Можно только еще раз констатировать: деградация идеи индивидуализма как высшей ценности культуры, основы гуманизма и психологизма, очевидна. Очевидно также, что свобода вовсе не абсолютная ценность. И очевиднее всего это как раз благодаря поп-культуре, которая предлагает потребителям не сырое мясо и не жареное, а муляжи мяса из витрины гастронома. Тут я, конечно, ломлюсь в открытую дверь.

Пророки и религиозные проповедники живописали жуткие картины (вошел я в город сей, и клокотанье нечистых страстей полонило мой слух) в дидактических, педагогических целях. И их можно понять, поскольку величайшей педагогической идеей христианства является догма о первородном грехе (отсутствующая в других религиях): стремясь к удалению от этого греха, человек совершенствуется, становится лучше (основа всех прогрессистских идей).

Во II веке н.э. гностическая секта каинитов, например, толковала предательство Иуды как выполнение задачи высшего служения, необходимого для искупления мира и предписанного самим Христом. Живший тогда же гностик Карпократ полагал, что душа Иисуса освободилась от рабства материи, указав путь к свободе для всех — отрешение от мира, презрение к создавшим мир начальным, низшим духам. Вот что пишет об этом Владимир Соловьев: «По их учению, лучший способ презирать материальный мир — это совершать все возможные плотские грехи, сохраняя свободу духа или бесстрастие, не привязываясь ни к какому отдельному бытию или вещам и внешнюю законность заменяя внутреннею силою веры и любви… необходимо изведать на собственном опыте все возможности греха, чтобы отделаться ото всех и получить свободу». Эти сектанты пытались на свой лад повторить подвиг Христа, то есть член секты должен был пройти весь путь самоумаления – унижения, грязи, мерзости, чтобы таким образом очиститься и “стать Иисусом”. При этом они не исключали и убийства как средства к самоумалению. Вот модель поведения персонажей де Сада, испытывающих свободу личности на прочность.
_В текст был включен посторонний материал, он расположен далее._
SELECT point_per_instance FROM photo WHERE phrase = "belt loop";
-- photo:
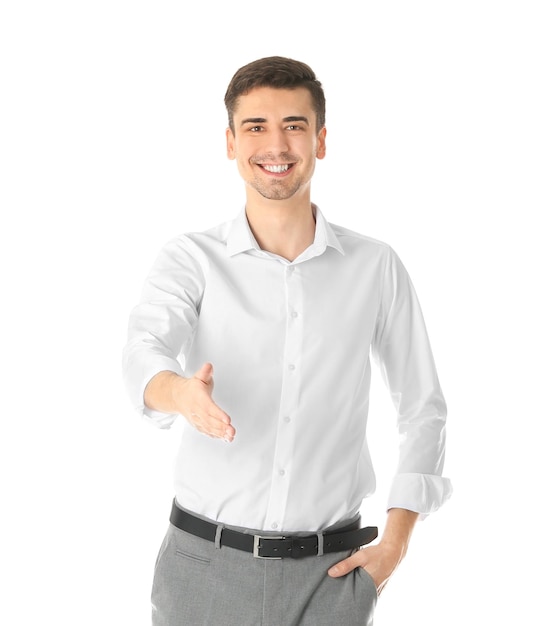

Каиниты и последователи Карпократа, если верить Иринею, были мерзавцами.

Таков и был их авторский замысел, но не таков был замысел де Сада. И я не знаю ни одного писателя, который сознательно стремился бы к тому, чтобы его читатели испытывали омерзение “от текста”, потому что омерезение может вызвать только плохой текст, омерзительно плохой по своим качествам. Так что идея об омерзении от текста попросту абсурдна, а что хуже всего – бесплодна.

А вот омерзительные идеи и картины де Сада, Селина и даже логика Карпократа – они сегодня вызывают не омерзение, а примерно то же самое чувство, как и упоминание имени Иуды Искариота, который свидетельствует о Христе из выгребной ямы.